LAMP-1 lysosomal targeting in siRNA-treated HeLa cells. Cells were transfected for 72 h with siRNAs against the indicated molecules or with control nontargeting siRNAs (siNon). (A) mRNA levels after siRNA-mediated interference with siBig1, siBorg4, siARAP1, and siPI-3KIII C3 were evaluated by QPCR, and data were plotted relative to those in control siNon-treated cells. (B) siRNA-mediated knockdowns of AP-1, AP-3, PI-4K IIα, and β-PIX were evaluated by Western blots (also see Supplemental Figure S4) and plotted relative to control siNon-treated cells. (C and D) The uptakes of anti LAMP-1 (C) or anti-GFP antibodies (D) after the knockdown of the indicated molecules were analyzed by fluorescence confocal microscopy. Fluorescence levels were normalized, and data were plotted relative to those in control siNon-treated cells.
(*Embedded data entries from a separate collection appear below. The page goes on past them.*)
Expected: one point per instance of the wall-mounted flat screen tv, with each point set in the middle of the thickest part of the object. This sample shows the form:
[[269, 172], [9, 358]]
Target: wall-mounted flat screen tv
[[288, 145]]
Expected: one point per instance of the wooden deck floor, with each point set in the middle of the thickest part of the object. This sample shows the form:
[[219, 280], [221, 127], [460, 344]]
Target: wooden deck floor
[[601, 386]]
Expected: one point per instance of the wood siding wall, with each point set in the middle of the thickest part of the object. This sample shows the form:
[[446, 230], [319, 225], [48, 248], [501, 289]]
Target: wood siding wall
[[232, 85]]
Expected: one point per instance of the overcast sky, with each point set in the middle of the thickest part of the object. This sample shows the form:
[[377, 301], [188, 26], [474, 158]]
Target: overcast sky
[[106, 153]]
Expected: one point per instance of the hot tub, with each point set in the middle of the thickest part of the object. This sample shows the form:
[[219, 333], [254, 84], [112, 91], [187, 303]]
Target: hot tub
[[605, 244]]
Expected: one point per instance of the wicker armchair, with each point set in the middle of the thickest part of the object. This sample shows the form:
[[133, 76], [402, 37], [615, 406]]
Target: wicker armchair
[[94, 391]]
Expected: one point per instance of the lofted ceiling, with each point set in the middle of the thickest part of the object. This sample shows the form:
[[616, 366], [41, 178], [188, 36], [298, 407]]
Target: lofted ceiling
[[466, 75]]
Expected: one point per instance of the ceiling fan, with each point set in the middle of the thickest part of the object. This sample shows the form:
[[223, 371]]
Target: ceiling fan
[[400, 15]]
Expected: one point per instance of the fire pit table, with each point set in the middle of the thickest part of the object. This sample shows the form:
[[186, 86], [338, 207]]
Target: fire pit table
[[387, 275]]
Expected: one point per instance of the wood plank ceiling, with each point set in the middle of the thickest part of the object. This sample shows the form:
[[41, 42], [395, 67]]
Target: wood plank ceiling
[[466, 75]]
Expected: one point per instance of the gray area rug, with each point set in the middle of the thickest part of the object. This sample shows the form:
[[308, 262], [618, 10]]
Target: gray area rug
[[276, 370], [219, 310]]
Bars indicate average values ± SD (n = 4 independent experiments). **p < 0.005 and *p < 0.02 (analysis of variance single factor analysis).

Figure 6.

AP-3 localization in siRNA-treated cells. (A) Cells transfected for 72 h with siRNAs against the indicated molecules or with control nontargeting siRNAs (siNon) were then fixed, permeabilized, and labeled with antibodies against AP-3δ (red). The cells were analyzed by fluorescence confocal microscopy. Right, AP-3δ signal at higher magnifications. Bars, 10 μm. (B) Total cellular intensity of the AP-3δ signal was quantified for each condition, and the averages were plotted relative to control (value = 1) and to the siAP-3 (value = 0). n = 2 independent experiments performed in triplicates with 100 cells/condition.

Figure 7.

Localization of AP-3δ in siBorg4 and myc-Borg4-treated cells. (A) HeLa cells were transfected with either control siNon or siBorg4, double labeled with antibodies against AP-3δ (red) and septin2 (green). (B) HeLa cells expressing myc-Borg4 were fixed, permeabilized, and labeled with antibodies against AP-3δ (red) and myc (green). Cells were then fixed and analyzed by fluorescence confocal microscopy. The arrows indicate AP-3δ–positive structures that overlap with septin2 (A) or myc-Borg4 (Figure 7B) are aligned along septin2-positive filaments. Bars, 10 μm.